It’s difficult because you’re adding another set of outcomes to any situation, and you have to be ready for it. It’s not braindead.
Applying it to your counterpoking game is the first step, and perhaps the easiest as Fei’s cr.MP is too good. You can just spam it and correctly whiff punishing it is hard, and by that I mean reacting to the whiff and not just pressing a button and passing it off as one. You have to be ready for:
A) Did it hit? - Nice!
B) Did it counterhit? - Confirm into cr.HP/Rekka.
C) Did it whiff? - What did the opponent do?
The fact that there is a third outcome and that your POS could potentially come out mean you will always have that in the back of your mind as a potential outcome if they mistime a whiff punish. If you just whiff normally, you’d just expect either to be whiff punished or not whiff punished. On top of this, you also gather information on whether you can or can’t get away with using it freely depending on whether you are punished on the whiff. And for anyone that’s fought players that use it, you have to be ready for them to bait out the POS.
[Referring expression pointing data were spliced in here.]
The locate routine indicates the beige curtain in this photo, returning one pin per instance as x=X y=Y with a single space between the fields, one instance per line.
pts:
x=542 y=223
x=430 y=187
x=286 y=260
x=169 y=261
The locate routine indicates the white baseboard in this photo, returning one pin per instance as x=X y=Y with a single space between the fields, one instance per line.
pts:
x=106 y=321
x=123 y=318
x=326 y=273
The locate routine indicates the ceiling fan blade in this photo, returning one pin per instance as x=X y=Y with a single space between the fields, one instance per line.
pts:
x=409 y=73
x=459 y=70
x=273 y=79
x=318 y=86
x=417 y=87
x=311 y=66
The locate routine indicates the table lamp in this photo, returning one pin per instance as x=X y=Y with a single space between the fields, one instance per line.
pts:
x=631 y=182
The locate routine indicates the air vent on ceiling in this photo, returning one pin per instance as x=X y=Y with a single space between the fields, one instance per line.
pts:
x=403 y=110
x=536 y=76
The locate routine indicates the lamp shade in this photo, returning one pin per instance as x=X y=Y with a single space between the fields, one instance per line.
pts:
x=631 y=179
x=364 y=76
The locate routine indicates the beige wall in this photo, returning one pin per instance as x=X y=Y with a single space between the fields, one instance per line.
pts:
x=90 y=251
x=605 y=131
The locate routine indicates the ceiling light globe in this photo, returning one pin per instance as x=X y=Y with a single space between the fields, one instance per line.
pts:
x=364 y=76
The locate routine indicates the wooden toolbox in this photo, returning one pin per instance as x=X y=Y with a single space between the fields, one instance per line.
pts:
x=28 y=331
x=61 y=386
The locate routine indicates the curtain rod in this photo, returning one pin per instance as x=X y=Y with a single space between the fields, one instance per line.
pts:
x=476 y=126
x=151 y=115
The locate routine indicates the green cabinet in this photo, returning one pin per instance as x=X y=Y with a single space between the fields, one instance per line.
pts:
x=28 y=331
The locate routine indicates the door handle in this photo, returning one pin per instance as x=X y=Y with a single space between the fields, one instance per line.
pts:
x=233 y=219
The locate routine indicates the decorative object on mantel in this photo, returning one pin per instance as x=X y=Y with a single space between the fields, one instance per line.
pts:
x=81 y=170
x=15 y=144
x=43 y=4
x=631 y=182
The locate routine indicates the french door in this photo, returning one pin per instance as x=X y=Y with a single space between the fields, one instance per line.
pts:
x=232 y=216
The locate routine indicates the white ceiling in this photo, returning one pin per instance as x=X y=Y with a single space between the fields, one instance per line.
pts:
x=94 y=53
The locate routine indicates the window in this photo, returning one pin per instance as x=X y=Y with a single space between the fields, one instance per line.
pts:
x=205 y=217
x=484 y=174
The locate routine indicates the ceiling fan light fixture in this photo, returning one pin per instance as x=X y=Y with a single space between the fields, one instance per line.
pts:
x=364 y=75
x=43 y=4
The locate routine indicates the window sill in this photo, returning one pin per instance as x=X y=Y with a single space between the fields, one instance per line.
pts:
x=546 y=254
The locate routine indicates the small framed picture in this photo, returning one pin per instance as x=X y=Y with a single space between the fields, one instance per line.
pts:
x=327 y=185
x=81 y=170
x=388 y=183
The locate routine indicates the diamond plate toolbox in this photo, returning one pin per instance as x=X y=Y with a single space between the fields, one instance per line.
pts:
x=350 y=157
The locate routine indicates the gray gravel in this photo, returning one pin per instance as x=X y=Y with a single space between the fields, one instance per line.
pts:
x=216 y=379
It adds another element to the game at the very least, and one a lot of players will consider bullshit until they understand how it works or the repercussions of it’s misuse.
Combine this with the rest of what you’re already concentrating on in neutral, as well as any character matchup knowledge you need to apply, AND player knowledge that you have to apply then and there - it’s not easy at all.
But that’s only one element of it.
Using POS as part of Okizeme and in blockstrings is the next part, and provides a whole new set of outcomes that you would need to be ready for. Using it on the opponent’s wakeup means you’re forgoing any other safe Oki you could have used in place of it. You also have to be ready for the OS not to activate, and be able to keep the pressure on, whilst inputting the POS correctly in the first place.
In blockstrings, you have to be aware of the correct strings to use on a per character basis. You need to know, that after a certain string, which of the opponent’s options are completely stuffed by the POS. Which button is the opponent likely to hit after this string? What is their best/safest option? The opponent could just do nothing, and you again have to be ready for that while at all times inputting the POS correctly on the normal you ended your string with. They could have been hit by your string, so then you have to change it on the fly to convert damage.
Then there’s working it into your CH/Throw game…
There’s a lot more to it than it just being a system quirk.